Google is quietly rewriting its AI hardware playbook by opening discussions with Marvell Technology to co-develop a new generation of AI Inference Chips – a custom chip focused squarely on AI inference, according to a report by The Information.

These talks known to be still in their early, exploratory phase could bring two new chips into Google’s Tensor Processing Unit (TPU) ecosystem, with the goal of running AI workloads more efficiently and trimming long-term infrastructure costs.
The first chip under discussion would be a memory-processing unit (MPU) designed to work alongside Google’s existing TPUs.
It would handle memory-heavy operations usually done by the accelerator die, helping to ease on-chip bandwidth pressure, lower latency, and improve cache efficiency for AI workloads especially large-scale inference, where moving data around is one of the biggest bottlenecks.
The second chip would be a new TPU variant built specifically for inference, the phase in which trained models serve live queries to users. Inference already makes up the bulk of Google’s cloud AI compute, so even modest efficiency improvements at this layer can add up to significant cost savings at scale.
Nothing is finalized yet, but the move fits a clear trend, Google is broadening its TPU supply chain beyond Broadcom and MediaTek. Broadcom remains committed as a long-term TPU partner through 2031, while MediaTek has already stepped in with cost-optimized TPU designs.
Adding Marvell as a third independent design?services supplier would give Google more options to tune power, performance, and economics across different parts of its AI stack.
This diversification matters all the more as the market for custom ASICs and inference-specific chips is expected to grow sharply over the next few years, with analysts projecting a triple-digit-billion-dollar industry by the early 2030s.

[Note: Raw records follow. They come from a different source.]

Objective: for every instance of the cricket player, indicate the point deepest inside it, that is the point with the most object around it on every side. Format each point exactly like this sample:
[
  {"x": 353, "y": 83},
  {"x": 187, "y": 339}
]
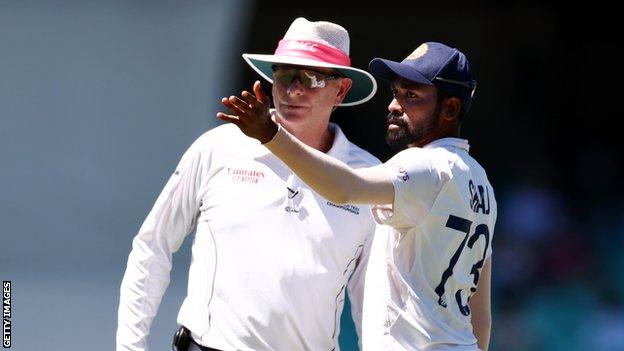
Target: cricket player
[{"x": 434, "y": 286}]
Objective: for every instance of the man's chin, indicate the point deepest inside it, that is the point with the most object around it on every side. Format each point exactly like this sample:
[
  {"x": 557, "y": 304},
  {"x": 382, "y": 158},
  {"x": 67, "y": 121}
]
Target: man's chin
[{"x": 397, "y": 141}]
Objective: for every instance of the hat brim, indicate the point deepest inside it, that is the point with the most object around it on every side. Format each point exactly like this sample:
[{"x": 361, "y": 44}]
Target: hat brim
[
  {"x": 389, "y": 70},
  {"x": 364, "y": 84}
]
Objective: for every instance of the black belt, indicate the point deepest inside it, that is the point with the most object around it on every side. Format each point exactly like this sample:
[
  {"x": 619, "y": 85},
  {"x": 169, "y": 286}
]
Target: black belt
[
  {"x": 203, "y": 348},
  {"x": 182, "y": 341}
]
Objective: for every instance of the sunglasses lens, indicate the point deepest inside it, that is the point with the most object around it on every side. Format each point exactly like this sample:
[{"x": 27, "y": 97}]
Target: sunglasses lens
[{"x": 308, "y": 78}]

For Marvell, even a potential design-services role tied to Google’s TPUs carries real strategic value. The company has long been known for its data-center and networking silicon; a high-profile AI inference contract with Google would position it as a core player in the AI-accelerator space, not just a supplier in the connectivity layer.
For Google, the math is more straightforward more design partners mean more flexibility, stronger negotiation leverage, and a better shot at landing chips that are finely tuned to the specific mix of workloads running in its cloud data centers.
The timing is also significant. Google is in Talks With Marvell come just as the giant search engine company’s TPU-based cloud services are becoming a major growth driver for its cloud division, helping Google Cloud stand out from competitors that lean heavily on Nvidia?based solutions.
At the same time, inference costs are rapidly overtaking training as the largest chunk of AI infrastructure spending. Squeezing even a few percentage points out of per-inference energy use or latency, across millions of daily queries, could translate into billions of dollars in annual savings.
That is exactly the kind of pressure Marvell’s memory-processing unit and the new inference-focused TPU are designed to relieve.
Still, it’s important to treat Google is in Talks With Marvell as an early-stage signal rather than a final deal. No binding contracts have been announced, and given typical chip-design timelines, any Marvell-designed silicon for Google is likely years away from mass production.
The fact that Google is already weighing multiple partners like Broadcom, MediaTek, TSMC for fabrication, and now Marvell shows it sees AI inference as a long-term, multi-wave initiative, not a one-off product cycle.